Still in New York: US justice officials have raised $3million for the victims of the biggest scam in the history of the universe by selling off some of the possessions belonging to Bernie Madoff, the swindler who is doing 150 years in the slammer for stealing $65 billion from his investors. Things on sale included three powerboats, a Mercedes car and Madoff’s Mets sports jacket. The most amazing thing about this whole saga is that the official version of events still stands: one man has stolen $65 billion, all by himself, without anyone else involved. Although the cunning financier was known to be friendly with at least 200 high ranking politicians and high flying money men, no suspicion has ever been levelled on anyone else, including members of Madoff’s immediate family, who, as we were told, were blissfully unaware of where their papa got all the mullah from. Some people expect that it is only a matter of time before it transpires that Madoff is responsible for stealing more billions. All by his little old self.
To the waters of the Indian Ocean next: it has transpired last week that the crew of a Royal Navy vessel that is patrolling the high seas in search of pirates has proven itself helpless when confronted by a sight of a group of Somali sea buccaneers boarding a yacht with two Britons, Paul and Rachel Chandler, on board.
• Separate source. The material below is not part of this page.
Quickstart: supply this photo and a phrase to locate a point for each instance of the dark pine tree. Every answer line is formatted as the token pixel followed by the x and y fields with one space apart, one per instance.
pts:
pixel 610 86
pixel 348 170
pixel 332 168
The Chandlers are now kept hostage by the Somali pirates, who are demanding $2 million ransom for them and are saying that that if the money does not come soon the couple might be feeding the fishes. The previous account of the British Ministry of Defence amounted to a story that the yacht was found already empty. But an account of one of the sailors soon surfaced describing how the crew watched the whole hijacking saga from a distance of about fifty yards, afraid to interfere so as not to risk the couple’s lives. Watch but don’t touch seems to be the cunning approach of the British navy in the Indian Ocean.
And now let’s briefly venture into history: having bankrupted every man, woman and child in Britain for the next 1000 years, the Labour government apologised last week to thousands of British children, who were sent to Australia, Canada and South Africa under the so-called ‘welfare’ programme. Although confusion reigns as to why the apology came now, cynics point out that Prime Minister Gordon Brown will be keen on apologising for anything, including a 100 Years War with France, as long as no one raises any question about the £1trillion that he has blown on bailing out the banks, including Scottish banks.
Still in Britain, a woman any man would love to go out with, Brooke Magnanti, aka Belle de Jour, has finally been revealed as the author of the sensational epic about a hooker working for an escort agency and loving every moment of it. Ms Magnanti turned out to be a 33-year-old academic, who has a PhD in informatics, epidemiology and forensic science from Sheffield University. Currently she works as a researcher into the effects of exposure to pesticides on unborn babies and children. The most interesting aspect of the whole furore was the calm way the Bristol University took the news, giving all the support and understanding to the fragrant Ms Magnanti. Not to be outdone by the academics, her mother announced that she is very proud of her little girl. Let’s hope the former clients of Belle de Jour throw in a nice word too.